Climate change have already made forest fires worst.
“Fires are natural in California: Many of its ecosystems, from the chaparral of Southern California to the northern pine forests, evolved to burn frequently. But since the 1980s, the size and ferocity of the fires that sweep across the state have trended upward. Fifteen of the 20 largest fires in California history have occurred since 2000.
The graphic above shows why: Most of the state’s hottest and driest years have occurred during the last two decades as well.
Over the past century, California has warmed by about three degrees Fahrenheit. That extra-warmed air sucks water out of plants and soils, leaving the trees, shrubs, and rolling grasslands of the state dry and primed to burn.”
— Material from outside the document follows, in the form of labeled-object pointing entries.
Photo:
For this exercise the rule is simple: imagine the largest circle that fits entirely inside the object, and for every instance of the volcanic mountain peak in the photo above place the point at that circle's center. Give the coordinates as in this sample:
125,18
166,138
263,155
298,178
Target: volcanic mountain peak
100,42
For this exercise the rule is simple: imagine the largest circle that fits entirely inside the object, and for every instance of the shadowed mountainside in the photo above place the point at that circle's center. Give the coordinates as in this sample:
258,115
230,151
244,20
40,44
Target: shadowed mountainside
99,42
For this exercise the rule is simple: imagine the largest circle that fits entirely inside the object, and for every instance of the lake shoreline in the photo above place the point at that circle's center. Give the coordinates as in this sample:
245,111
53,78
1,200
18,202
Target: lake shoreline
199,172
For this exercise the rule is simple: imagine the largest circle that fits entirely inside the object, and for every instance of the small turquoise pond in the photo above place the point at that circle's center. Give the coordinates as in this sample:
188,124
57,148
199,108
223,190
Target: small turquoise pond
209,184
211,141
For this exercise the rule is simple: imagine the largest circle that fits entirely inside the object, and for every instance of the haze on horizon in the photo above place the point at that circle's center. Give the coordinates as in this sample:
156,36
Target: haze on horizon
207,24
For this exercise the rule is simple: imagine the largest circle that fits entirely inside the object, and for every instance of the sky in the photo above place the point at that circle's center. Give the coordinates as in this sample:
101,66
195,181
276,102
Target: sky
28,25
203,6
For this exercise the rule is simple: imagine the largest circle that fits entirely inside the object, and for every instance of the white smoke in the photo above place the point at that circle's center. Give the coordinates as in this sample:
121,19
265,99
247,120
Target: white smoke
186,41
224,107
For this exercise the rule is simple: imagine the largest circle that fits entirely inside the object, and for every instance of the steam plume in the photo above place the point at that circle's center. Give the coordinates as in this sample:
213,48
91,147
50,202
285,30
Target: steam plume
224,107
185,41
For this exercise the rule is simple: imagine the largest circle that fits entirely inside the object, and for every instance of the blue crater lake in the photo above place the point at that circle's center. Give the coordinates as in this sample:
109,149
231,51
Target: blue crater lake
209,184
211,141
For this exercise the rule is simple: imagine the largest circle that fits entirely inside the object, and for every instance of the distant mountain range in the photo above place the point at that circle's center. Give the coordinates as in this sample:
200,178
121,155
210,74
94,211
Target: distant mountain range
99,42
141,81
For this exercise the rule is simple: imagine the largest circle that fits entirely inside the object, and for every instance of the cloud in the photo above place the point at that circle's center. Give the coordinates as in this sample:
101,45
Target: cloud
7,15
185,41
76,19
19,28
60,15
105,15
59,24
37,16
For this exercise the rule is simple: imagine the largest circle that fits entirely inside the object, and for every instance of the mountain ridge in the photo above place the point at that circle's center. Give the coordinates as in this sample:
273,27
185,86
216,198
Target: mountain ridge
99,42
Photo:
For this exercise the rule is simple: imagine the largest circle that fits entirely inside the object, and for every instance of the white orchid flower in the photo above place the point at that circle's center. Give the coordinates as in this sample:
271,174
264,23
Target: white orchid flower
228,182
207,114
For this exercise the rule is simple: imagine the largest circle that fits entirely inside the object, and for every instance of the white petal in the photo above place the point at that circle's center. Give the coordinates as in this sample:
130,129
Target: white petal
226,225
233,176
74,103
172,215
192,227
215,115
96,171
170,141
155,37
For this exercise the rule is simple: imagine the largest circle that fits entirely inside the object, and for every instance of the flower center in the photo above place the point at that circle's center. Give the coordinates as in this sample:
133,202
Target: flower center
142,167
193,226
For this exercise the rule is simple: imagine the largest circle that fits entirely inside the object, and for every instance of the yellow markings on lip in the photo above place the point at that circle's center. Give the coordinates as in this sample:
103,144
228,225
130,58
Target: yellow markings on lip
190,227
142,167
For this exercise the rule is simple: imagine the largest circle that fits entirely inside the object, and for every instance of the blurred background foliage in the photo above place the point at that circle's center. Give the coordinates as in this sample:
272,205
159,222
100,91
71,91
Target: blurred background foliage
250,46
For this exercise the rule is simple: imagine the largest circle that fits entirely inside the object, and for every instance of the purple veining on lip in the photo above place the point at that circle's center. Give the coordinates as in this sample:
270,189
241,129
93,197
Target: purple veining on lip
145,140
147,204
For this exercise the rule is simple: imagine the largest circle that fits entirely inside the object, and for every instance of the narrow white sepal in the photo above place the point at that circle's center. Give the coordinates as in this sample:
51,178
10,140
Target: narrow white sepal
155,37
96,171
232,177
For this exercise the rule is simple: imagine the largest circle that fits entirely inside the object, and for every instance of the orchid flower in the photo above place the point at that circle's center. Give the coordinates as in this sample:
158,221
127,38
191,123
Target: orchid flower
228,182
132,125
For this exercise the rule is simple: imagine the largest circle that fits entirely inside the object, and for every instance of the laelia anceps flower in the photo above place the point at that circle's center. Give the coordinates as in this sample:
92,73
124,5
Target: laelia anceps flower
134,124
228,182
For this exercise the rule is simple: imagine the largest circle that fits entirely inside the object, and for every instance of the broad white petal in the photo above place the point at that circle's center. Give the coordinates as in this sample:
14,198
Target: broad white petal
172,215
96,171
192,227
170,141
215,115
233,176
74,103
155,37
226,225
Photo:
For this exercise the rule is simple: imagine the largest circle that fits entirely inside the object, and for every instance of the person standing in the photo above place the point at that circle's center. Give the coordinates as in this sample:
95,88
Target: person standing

https://www.nationalgeographic.com/environment/2018/11/climate-change-california-wildfire/
You also have studies that show that hurricanes already becomes more destructive becaues of climate change.
“One research team’s results, accepted for publication in Geophysical Research Letters (GRL), found that in comparison to a typical 1950s hurricane, climate change likely increased Harvey’s seven-day rainfall by at least 19 percent. A separate study, published today in Environmental Research Letters (ERL), found similar results, showing that climate change boosted Harvey’s three-day rainfall by about 15 percent.
Both studies also found that climate change roughly tripled the odds of a Harvey-type storm.
“It is not news that climate change affects extreme precipitation, but our results indicate that the amount is larger than expected,” said Michael Wehner, a climate scientist at the Lawrence Berkeley National Laboratory who coauthored the GRL study, in a press release.”